It's amazing that horror films, of all the genres, have undergone such 'serious' analysis in the academic film studies arena. It tells you a lot--considered to be a kind of low art form, it attracts serious scholars who, rather than applying common sense or rational thinking, literally invent whole vocabularies to disguise their utter lack of knowledge and general cluelessness with regards to these staples of 'pop' culture for the 'little people'.
It's classic academic constructs. It's obvious that Clover, and she's not alone, is either incapable or unwilling to just say what she means. Instead, and in order for a university press to pick these things up, the ideas have to be draped in dense, unreadable, and often laughable language.
Are there interesting ideas here? Yes, certainly. Are they easy to understand? They can be, but not here. You may feel like a moron after reading about your favorite slasher, but don't worry--you haven't been exposed to the careerism and isolation of the cinematic ivory tower yet.

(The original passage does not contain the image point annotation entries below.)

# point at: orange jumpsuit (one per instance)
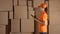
(43, 17)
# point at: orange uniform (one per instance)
(43, 17)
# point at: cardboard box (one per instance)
(20, 12)
(2, 29)
(4, 18)
(5, 5)
(27, 25)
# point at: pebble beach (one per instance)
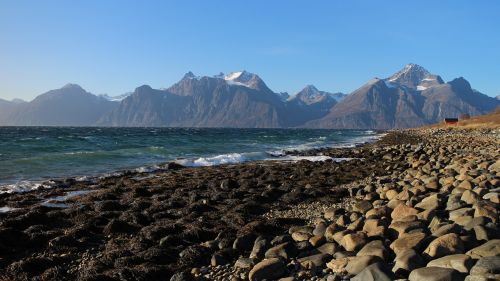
(419, 204)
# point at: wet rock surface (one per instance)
(417, 204)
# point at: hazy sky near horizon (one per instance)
(115, 46)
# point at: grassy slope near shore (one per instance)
(491, 121)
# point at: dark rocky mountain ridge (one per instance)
(411, 97)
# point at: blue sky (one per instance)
(115, 46)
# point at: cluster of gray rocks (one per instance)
(436, 219)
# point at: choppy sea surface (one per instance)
(32, 155)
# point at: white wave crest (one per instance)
(231, 158)
(20, 187)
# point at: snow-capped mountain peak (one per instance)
(415, 77)
(239, 76)
(116, 98)
(310, 95)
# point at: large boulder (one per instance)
(435, 274)
(488, 249)
(267, 269)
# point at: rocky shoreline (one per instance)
(418, 205)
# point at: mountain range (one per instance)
(409, 98)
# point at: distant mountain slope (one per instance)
(309, 104)
(67, 106)
(240, 99)
(409, 98)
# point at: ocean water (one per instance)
(31, 155)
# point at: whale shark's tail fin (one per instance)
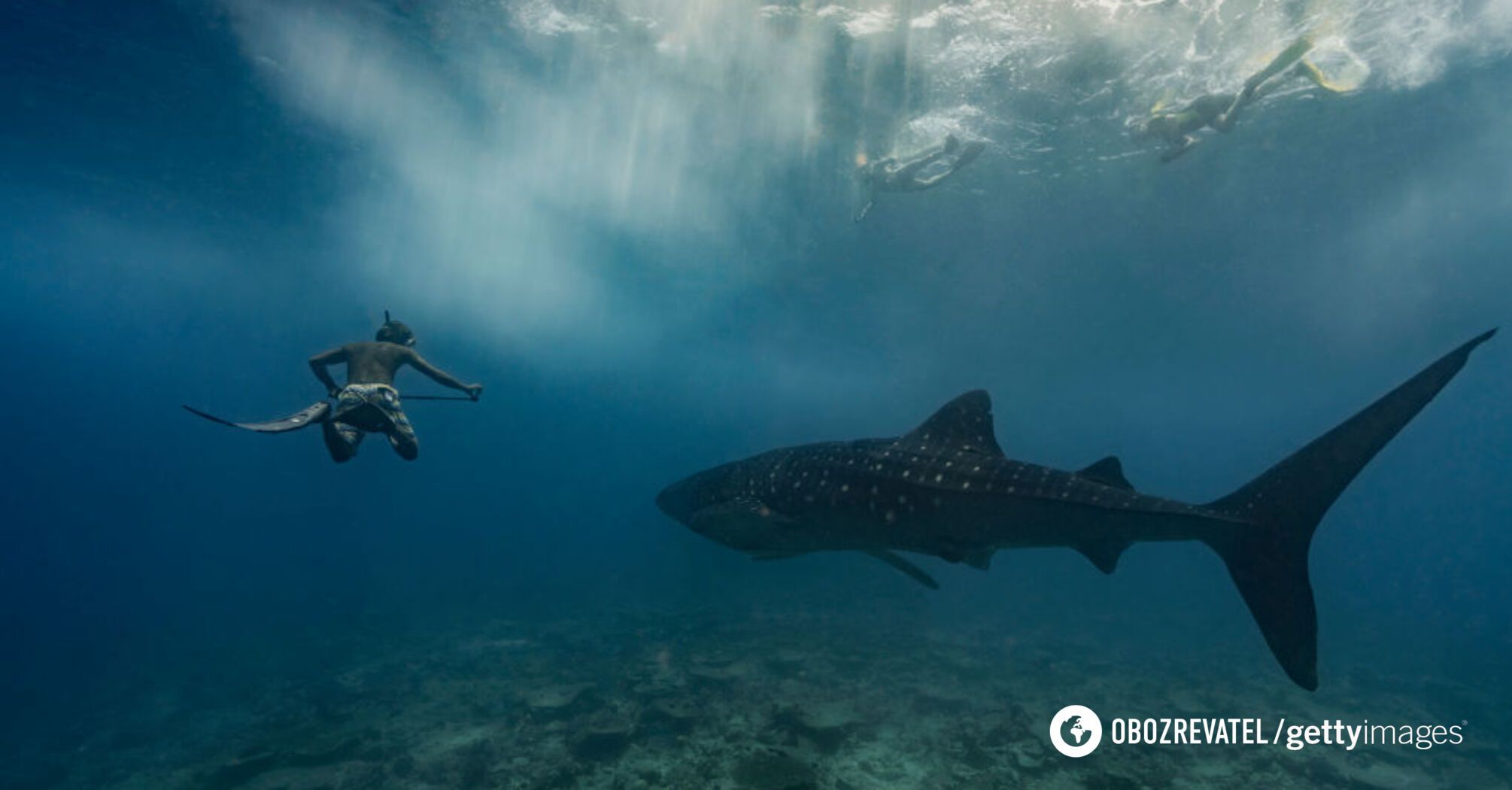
(1269, 562)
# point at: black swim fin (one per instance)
(318, 412)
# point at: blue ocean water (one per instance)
(633, 223)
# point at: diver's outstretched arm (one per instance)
(1187, 143)
(323, 360)
(1225, 120)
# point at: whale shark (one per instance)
(947, 489)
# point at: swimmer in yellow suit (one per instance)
(1219, 111)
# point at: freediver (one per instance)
(892, 176)
(369, 403)
(1221, 111)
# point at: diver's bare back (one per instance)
(374, 362)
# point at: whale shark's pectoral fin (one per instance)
(915, 573)
(1104, 553)
(738, 509)
(1107, 471)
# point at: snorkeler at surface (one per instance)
(1221, 111)
(892, 176)
(369, 403)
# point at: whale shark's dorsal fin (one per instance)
(1107, 471)
(964, 424)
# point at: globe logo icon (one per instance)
(1076, 731)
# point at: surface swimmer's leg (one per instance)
(341, 441)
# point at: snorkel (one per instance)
(395, 332)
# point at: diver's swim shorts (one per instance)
(372, 408)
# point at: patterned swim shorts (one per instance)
(372, 409)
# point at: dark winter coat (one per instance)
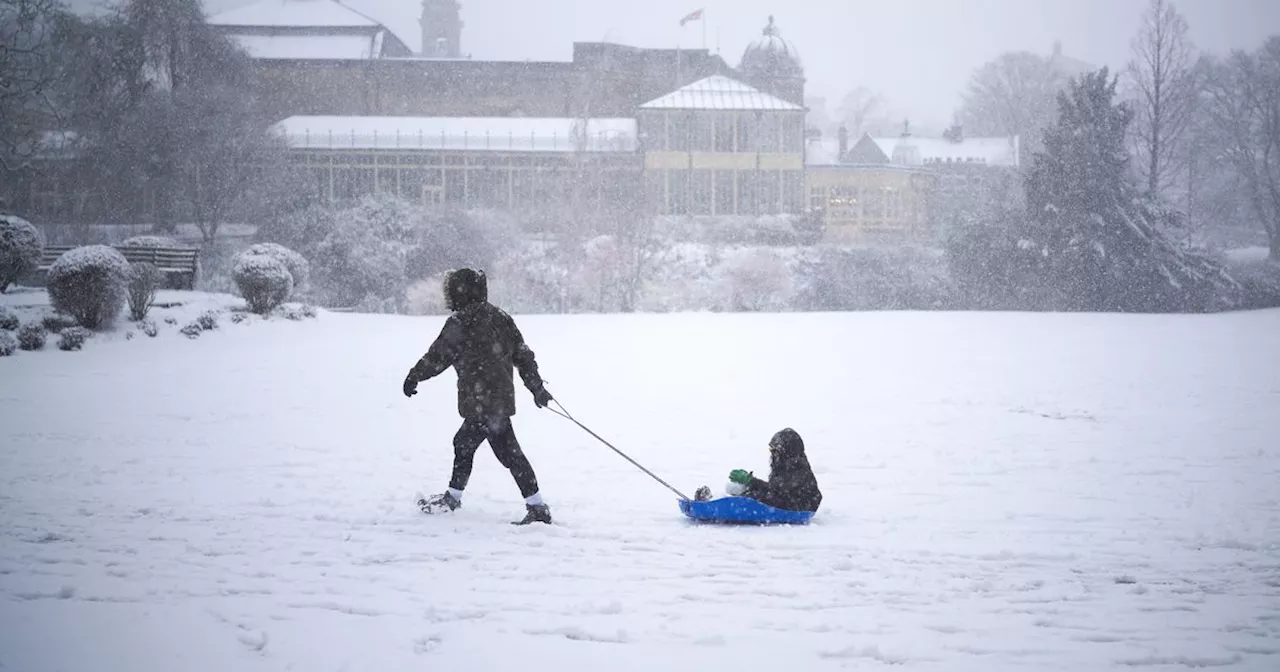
(791, 483)
(481, 343)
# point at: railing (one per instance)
(607, 141)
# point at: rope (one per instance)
(566, 415)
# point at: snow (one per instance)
(293, 14)
(1001, 492)
(718, 92)
(497, 133)
(311, 46)
(1001, 151)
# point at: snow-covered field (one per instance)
(1041, 492)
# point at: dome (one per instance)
(771, 55)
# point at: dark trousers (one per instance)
(502, 438)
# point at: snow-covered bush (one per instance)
(298, 266)
(73, 338)
(31, 337)
(90, 283)
(21, 246)
(836, 279)
(758, 279)
(208, 320)
(263, 280)
(150, 241)
(54, 324)
(145, 279)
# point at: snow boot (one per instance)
(536, 513)
(439, 503)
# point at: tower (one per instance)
(442, 28)
(772, 64)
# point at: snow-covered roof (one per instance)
(293, 14)
(460, 133)
(988, 151)
(720, 92)
(312, 46)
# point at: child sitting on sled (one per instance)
(791, 484)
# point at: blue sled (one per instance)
(741, 511)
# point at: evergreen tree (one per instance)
(1102, 238)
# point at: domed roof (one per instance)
(771, 55)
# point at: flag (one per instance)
(693, 16)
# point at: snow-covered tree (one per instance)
(90, 283)
(21, 246)
(263, 280)
(1015, 94)
(1244, 105)
(1104, 242)
(27, 76)
(1161, 81)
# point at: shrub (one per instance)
(263, 280)
(90, 283)
(73, 338)
(208, 320)
(54, 324)
(21, 246)
(31, 337)
(298, 266)
(145, 279)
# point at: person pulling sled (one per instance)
(483, 344)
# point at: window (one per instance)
(746, 202)
(792, 133)
(677, 131)
(677, 191)
(725, 132)
(818, 199)
(746, 131)
(700, 201)
(702, 132)
(656, 190)
(723, 192)
(792, 191)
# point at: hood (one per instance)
(465, 287)
(786, 446)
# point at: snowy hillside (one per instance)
(1001, 492)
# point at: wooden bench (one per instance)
(179, 264)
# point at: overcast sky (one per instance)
(917, 53)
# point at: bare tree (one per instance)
(1244, 105)
(1162, 82)
(1015, 94)
(27, 74)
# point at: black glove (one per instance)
(410, 385)
(542, 397)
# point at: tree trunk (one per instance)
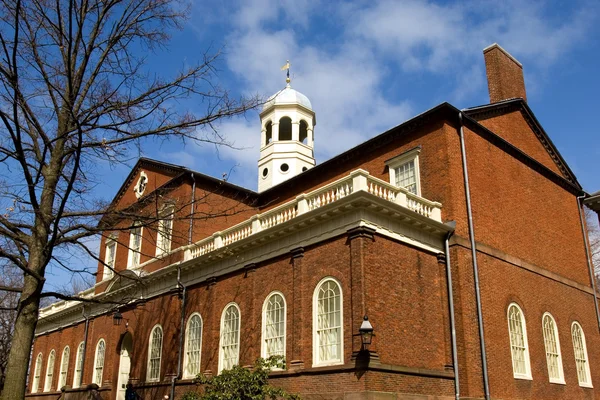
(20, 349)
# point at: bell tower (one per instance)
(287, 137)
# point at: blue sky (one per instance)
(367, 66)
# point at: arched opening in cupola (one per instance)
(269, 132)
(303, 132)
(285, 128)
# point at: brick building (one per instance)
(458, 233)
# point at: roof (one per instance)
(287, 96)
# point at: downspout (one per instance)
(181, 331)
(193, 203)
(588, 257)
(486, 385)
(452, 319)
(85, 335)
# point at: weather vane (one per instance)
(287, 67)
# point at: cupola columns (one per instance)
(286, 140)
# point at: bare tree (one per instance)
(75, 91)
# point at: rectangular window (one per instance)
(135, 247)
(109, 258)
(165, 231)
(404, 171)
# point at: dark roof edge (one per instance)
(522, 104)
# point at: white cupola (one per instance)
(286, 141)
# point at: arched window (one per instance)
(193, 346)
(99, 362)
(64, 368)
(269, 132)
(274, 321)
(303, 132)
(285, 128)
(328, 345)
(581, 360)
(78, 366)
(37, 374)
(229, 348)
(49, 371)
(552, 345)
(154, 354)
(518, 342)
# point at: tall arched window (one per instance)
(64, 368)
(154, 354)
(49, 371)
(328, 345)
(229, 348)
(581, 360)
(193, 346)
(78, 366)
(552, 345)
(99, 362)
(518, 342)
(303, 137)
(285, 128)
(37, 374)
(268, 132)
(274, 321)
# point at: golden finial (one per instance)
(287, 67)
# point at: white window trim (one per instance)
(37, 373)
(411, 155)
(108, 273)
(316, 361)
(64, 370)
(561, 378)
(162, 340)
(78, 360)
(263, 347)
(163, 242)
(186, 373)
(132, 253)
(588, 373)
(527, 374)
(50, 371)
(221, 354)
(94, 380)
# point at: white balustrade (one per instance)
(358, 180)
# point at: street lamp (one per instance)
(366, 332)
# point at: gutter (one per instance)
(588, 257)
(451, 309)
(486, 384)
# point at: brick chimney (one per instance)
(504, 73)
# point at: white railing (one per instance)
(357, 180)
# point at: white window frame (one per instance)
(149, 377)
(317, 362)
(49, 371)
(165, 236)
(517, 374)
(187, 374)
(235, 345)
(78, 365)
(588, 376)
(547, 346)
(108, 273)
(98, 372)
(134, 255)
(400, 160)
(64, 367)
(264, 338)
(37, 373)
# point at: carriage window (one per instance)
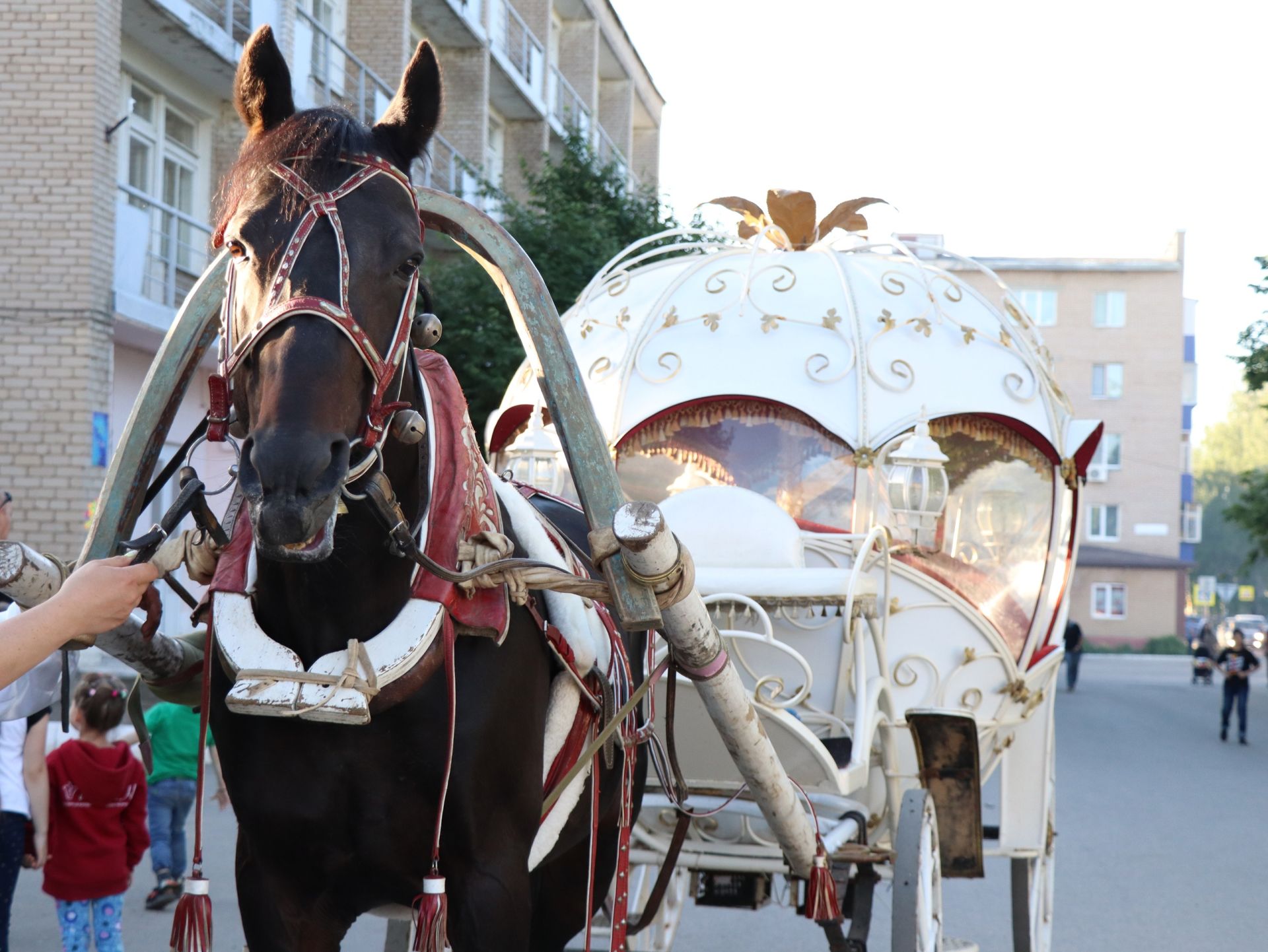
(992, 539)
(762, 446)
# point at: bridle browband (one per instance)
(383, 366)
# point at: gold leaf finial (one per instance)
(792, 213)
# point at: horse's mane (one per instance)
(314, 140)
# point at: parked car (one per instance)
(1254, 628)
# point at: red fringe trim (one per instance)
(431, 920)
(192, 924)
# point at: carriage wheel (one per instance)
(658, 935)
(917, 876)
(1032, 894)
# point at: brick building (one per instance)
(118, 123)
(1123, 336)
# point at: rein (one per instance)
(383, 366)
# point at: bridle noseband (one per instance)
(383, 366)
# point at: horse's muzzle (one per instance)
(292, 489)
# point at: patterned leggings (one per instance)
(92, 918)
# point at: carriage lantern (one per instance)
(917, 486)
(534, 457)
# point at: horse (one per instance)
(335, 821)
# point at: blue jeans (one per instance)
(1072, 667)
(1236, 689)
(169, 807)
(13, 840)
(88, 920)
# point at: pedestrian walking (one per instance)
(1236, 663)
(96, 832)
(23, 805)
(1073, 653)
(174, 737)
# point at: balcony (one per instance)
(332, 75)
(450, 23)
(199, 38)
(566, 108)
(158, 254)
(516, 86)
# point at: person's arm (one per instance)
(94, 599)
(222, 794)
(34, 771)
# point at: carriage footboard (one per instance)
(946, 751)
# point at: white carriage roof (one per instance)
(860, 336)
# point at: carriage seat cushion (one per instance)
(729, 526)
(814, 584)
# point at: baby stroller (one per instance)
(1203, 662)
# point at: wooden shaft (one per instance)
(651, 549)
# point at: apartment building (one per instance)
(1123, 339)
(118, 123)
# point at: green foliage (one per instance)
(579, 213)
(1254, 341)
(1166, 644)
(1233, 459)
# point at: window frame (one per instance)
(1096, 526)
(1039, 316)
(1105, 380)
(1101, 311)
(1109, 588)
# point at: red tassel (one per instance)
(192, 924)
(430, 924)
(821, 891)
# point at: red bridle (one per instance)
(383, 366)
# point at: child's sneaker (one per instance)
(162, 895)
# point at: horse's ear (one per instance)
(410, 119)
(262, 88)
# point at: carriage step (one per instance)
(840, 749)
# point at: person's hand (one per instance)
(99, 596)
(41, 857)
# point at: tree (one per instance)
(579, 213)
(1247, 502)
(1230, 469)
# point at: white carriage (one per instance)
(876, 475)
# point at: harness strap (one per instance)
(357, 658)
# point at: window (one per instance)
(1108, 457)
(1104, 523)
(1108, 380)
(1040, 304)
(161, 175)
(1110, 310)
(1191, 523)
(1109, 600)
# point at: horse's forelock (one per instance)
(315, 140)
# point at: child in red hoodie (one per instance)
(96, 831)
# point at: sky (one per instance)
(1011, 128)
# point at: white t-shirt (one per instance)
(13, 786)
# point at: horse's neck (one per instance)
(315, 609)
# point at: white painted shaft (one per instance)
(31, 580)
(26, 576)
(651, 549)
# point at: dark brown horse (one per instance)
(335, 821)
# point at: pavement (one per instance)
(1160, 840)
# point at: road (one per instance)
(1160, 842)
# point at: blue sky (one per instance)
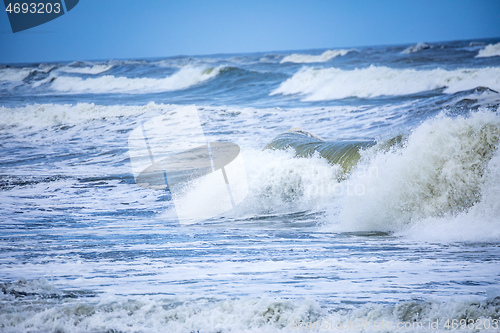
(129, 29)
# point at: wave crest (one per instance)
(308, 58)
(492, 50)
(333, 83)
(186, 77)
(446, 175)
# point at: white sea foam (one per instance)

The book can be half as long if they tried to make it accessible to the people who actually WATCH horror films, but it is instead geared toward people who want to study the people who watch horror films, from a detached perspective, armed with a dictionary and a black turtleneck.
I would actually recommend this book for horror fans, but with reservations. It does try to get at what is happening in this genre, and why we watch these movies. But don't feel bad if you laugh at some of it--that's part of the real world.